À titre de propriétaire riverain d’un lac du domaine public, Bélanger avait le droit d’en jouir, d’y naviguer et de s’y baigner, tout comme  ses emplacitaires, et tous les autres riverains du même lac, pas plus qu’eux, pas moins qu’eux.

Or, l’existence d’un tel droit particulier, distinct, différent et indépendant de celui de tous ceux qui occupent des immeubles contigus au domaine public, paraît depuis longtemps avoir exigé par la doctrine et la jurisprudence comme condition d’un recours en indemnisation des dommages résultant de la diminution ou de la privation de la jouissance du domaine public du fait de l’autorité compétente, agissant légalement.

[42]          Dans l’affaire Claude Champs c. La Corporation municipale de Labelle et als [2] , la Cour supérieure sous la plume de Louis-Philippe Landry indique ce qui suit à la page 43 du jugement :

Il est bien reconnu en droit québécois que le riverain d’un cours d’eau faisant partie du domaine public ne peut, en aucune manière, exercer de recours quant à l’usage de ce cours d’eau par l’État ou d’autres personnes à moins qu’il s’agisse d’une activité qui constitue une nuisance l’affectant de manière particulière. Ainsi, un riverain d’un cours d’eau navigable et flottable ne peut exercer de recours parce que sa plage est polluée ou que la qualité détériorée du cours d’eau affecte la valeur de sa propriété.

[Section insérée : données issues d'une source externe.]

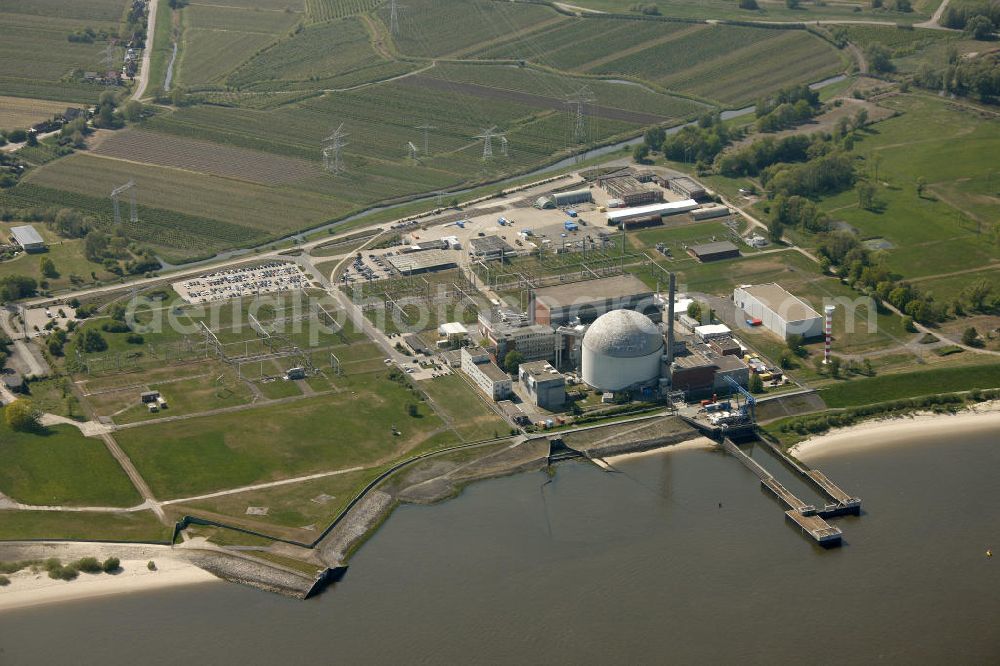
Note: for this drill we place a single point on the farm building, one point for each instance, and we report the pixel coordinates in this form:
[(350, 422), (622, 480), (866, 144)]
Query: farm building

[43]         Dans les circonstances, le propriétaire riverain ne peut réclamer des dommages et intérêts que s’il démontre avoir subi un préjudice distinct, particulier et indépendant des autres propriétaires riverains, ce qui n’est pas le cas en l’espèce.

[44]         Pour les mêmes raisons, le demandeur ne peut se voir octroyer des dommages et intérêts en vertu de l’article 976 du Code civil du Québec pour troubles de voisinage.

[45]         De plus, la preuve démontre que c’est la perte de jouissance de la baie de Sept-Iles qui est du domaine public qui fonde la demande en dommages et intérêts et non la perte de jouissance de l’immeuble dont il était locataire à l’époque.

 

            POUR CES MOTIFS, LE TRIBUNAL  :

[46]         REJETTE la demande sans frais.

 

 

 

 

 

 

FRANÇOIS BOISJOLI, J.C.Q.

 



[1] P.G. du Québec c. Noël Bélanger [1975] C.A. 887 .

[2] Claude Champs c. La Corporation municipale de Labelle et als, C.S., 560-05-000105-884, 1 er août 1991, L.-P. Landry, p. 43.